Or, say you hit the river on one of the few great days, and you just want to mix up your salmon recipe routine. Our readers are crazy for Kim Sunée's gorgeous blueberry-cured smoked salmon. They also keep going back to Maya Wilson's broiled salmon with birch syrup. Give those a try or check out this video of pan-seared salmon with pistachios and herbs.
There are also some of us, like Maya Wilson, who aren't so lucky. We're still craving salmon and still having a hard time getting it. (It changes how summer feels when the fishing's bad, doesn't it?) She's comforting herself with rockfish made into a lovely taco bowl with mango salsa. Maybe you should too?
Meanwhile, our market columnist Steve Edward has a list of the nine best buys at the farmers markets this weekend. (It is prime time to make and freeze some pesto, people.)
[Find more recipes and food news in the ADN Food and Drink section]
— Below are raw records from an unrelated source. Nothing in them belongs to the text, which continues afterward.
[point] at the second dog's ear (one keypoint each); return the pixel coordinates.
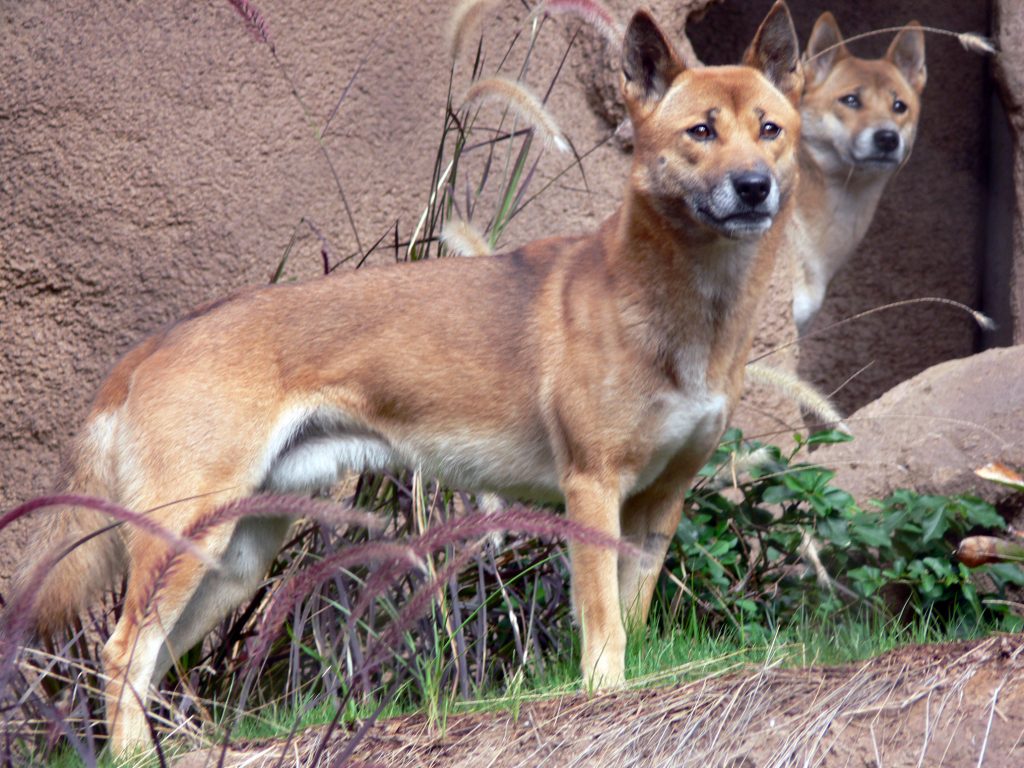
(776, 52)
(649, 61)
(907, 53)
(824, 48)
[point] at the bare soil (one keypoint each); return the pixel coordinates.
(950, 705)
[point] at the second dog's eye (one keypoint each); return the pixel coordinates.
(701, 132)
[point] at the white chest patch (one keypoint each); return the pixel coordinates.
(682, 423)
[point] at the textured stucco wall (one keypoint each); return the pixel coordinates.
(153, 158)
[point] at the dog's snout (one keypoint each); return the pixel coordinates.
(887, 140)
(752, 186)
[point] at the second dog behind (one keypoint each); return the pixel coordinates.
(859, 121)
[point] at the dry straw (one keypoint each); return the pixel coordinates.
(799, 391)
(521, 101)
(971, 41)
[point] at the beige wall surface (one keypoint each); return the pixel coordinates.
(153, 157)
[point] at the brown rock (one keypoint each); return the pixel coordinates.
(931, 432)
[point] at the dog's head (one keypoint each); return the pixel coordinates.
(861, 114)
(715, 146)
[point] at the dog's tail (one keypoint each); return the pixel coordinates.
(88, 546)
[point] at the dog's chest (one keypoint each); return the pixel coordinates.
(678, 422)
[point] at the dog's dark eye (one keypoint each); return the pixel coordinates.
(701, 132)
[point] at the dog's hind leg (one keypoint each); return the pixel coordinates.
(172, 602)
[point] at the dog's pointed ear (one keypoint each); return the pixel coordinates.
(907, 52)
(824, 48)
(776, 52)
(649, 61)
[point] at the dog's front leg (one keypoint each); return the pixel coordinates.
(594, 502)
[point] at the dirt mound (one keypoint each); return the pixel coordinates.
(953, 705)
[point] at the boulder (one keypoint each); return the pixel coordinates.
(932, 431)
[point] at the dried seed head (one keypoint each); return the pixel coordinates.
(463, 239)
(522, 102)
(799, 391)
(465, 18)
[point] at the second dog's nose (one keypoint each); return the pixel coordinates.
(887, 140)
(752, 186)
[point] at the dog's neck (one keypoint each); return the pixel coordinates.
(681, 285)
(836, 204)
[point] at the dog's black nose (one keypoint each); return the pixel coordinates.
(887, 140)
(752, 186)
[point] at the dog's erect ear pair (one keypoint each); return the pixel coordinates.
(825, 48)
(650, 61)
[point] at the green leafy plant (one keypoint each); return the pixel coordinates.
(767, 535)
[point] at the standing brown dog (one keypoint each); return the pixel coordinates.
(598, 370)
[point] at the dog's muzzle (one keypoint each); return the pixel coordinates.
(742, 205)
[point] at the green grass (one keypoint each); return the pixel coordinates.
(686, 652)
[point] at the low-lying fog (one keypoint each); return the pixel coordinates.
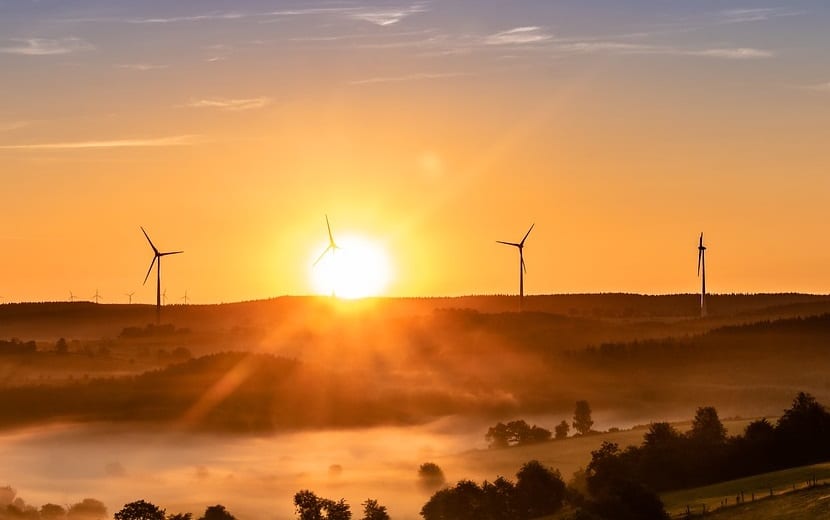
(254, 477)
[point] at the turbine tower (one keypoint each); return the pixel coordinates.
(522, 268)
(701, 272)
(332, 245)
(157, 257)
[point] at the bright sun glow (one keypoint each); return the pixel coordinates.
(356, 269)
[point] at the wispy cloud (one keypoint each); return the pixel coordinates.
(754, 15)
(821, 87)
(178, 140)
(613, 47)
(740, 53)
(141, 67)
(230, 104)
(44, 46)
(408, 77)
(384, 17)
(190, 18)
(518, 35)
(13, 125)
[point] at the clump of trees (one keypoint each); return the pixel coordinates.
(12, 507)
(515, 433)
(669, 459)
(309, 506)
(431, 476)
(519, 433)
(538, 491)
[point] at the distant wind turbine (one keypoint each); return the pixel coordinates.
(522, 267)
(332, 245)
(701, 272)
(157, 257)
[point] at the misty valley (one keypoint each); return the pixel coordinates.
(247, 404)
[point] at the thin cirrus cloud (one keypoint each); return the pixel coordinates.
(754, 15)
(821, 87)
(230, 104)
(611, 47)
(13, 125)
(408, 77)
(377, 16)
(177, 140)
(141, 67)
(518, 36)
(384, 17)
(44, 46)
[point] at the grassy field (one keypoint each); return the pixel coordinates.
(806, 504)
(779, 481)
(566, 456)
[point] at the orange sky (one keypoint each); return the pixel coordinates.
(434, 128)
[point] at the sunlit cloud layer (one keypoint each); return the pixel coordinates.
(231, 104)
(44, 46)
(179, 140)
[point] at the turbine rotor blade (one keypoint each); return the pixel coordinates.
(528, 233)
(321, 256)
(328, 226)
(150, 269)
(155, 250)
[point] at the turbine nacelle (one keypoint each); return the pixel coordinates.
(332, 244)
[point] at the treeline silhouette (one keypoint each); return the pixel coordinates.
(254, 393)
(12, 507)
(15, 347)
(538, 492)
(669, 460)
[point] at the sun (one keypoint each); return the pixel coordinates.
(358, 268)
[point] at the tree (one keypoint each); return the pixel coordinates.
(88, 509)
(582, 418)
(217, 512)
(431, 476)
(339, 510)
(561, 430)
(374, 511)
(706, 427)
(463, 502)
(52, 512)
(498, 436)
(540, 491)
(140, 510)
(660, 434)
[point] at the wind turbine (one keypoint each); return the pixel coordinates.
(332, 245)
(157, 257)
(522, 267)
(701, 272)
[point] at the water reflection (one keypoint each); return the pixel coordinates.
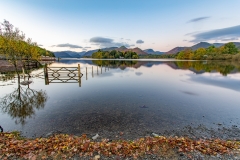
(22, 102)
(198, 67)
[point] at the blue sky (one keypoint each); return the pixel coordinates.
(81, 25)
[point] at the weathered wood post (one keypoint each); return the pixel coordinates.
(92, 71)
(46, 75)
(86, 73)
(79, 75)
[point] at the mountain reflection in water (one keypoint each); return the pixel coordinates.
(109, 99)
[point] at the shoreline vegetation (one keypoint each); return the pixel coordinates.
(58, 146)
(19, 50)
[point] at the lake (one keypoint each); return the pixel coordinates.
(136, 98)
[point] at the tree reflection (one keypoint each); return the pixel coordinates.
(22, 103)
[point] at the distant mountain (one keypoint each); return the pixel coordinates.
(69, 54)
(138, 51)
(199, 45)
(122, 49)
(151, 51)
(89, 53)
(176, 50)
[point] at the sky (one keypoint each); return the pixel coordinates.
(82, 25)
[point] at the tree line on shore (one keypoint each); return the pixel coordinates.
(114, 54)
(226, 52)
(16, 48)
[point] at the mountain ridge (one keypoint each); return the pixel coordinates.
(199, 45)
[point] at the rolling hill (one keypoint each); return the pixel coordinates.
(199, 45)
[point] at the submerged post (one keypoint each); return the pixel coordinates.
(86, 73)
(79, 75)
(46, 75)
(92, 71)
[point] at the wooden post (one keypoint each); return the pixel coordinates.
(92, 71)
(46, 75)
(86, 73)
(79, 75)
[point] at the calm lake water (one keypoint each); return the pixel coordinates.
(135, 97)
I just got back from a long weekend in Adak, where there was no testing Alaska recipes but I did tour a number of restaurants that closed their doors when the old naval base was shuttered in the '90s. Lots of old menus on the island, but only one restaurant remains, The Bluebird Cafe, with a dining room in a re-purposed military housing living room. (The pork adobo is pretty good.) There is plenty of halibut coming in on the boats this time of year. I brought some home and I'm thinking about Olympia for family dinner this Sunday. How about you?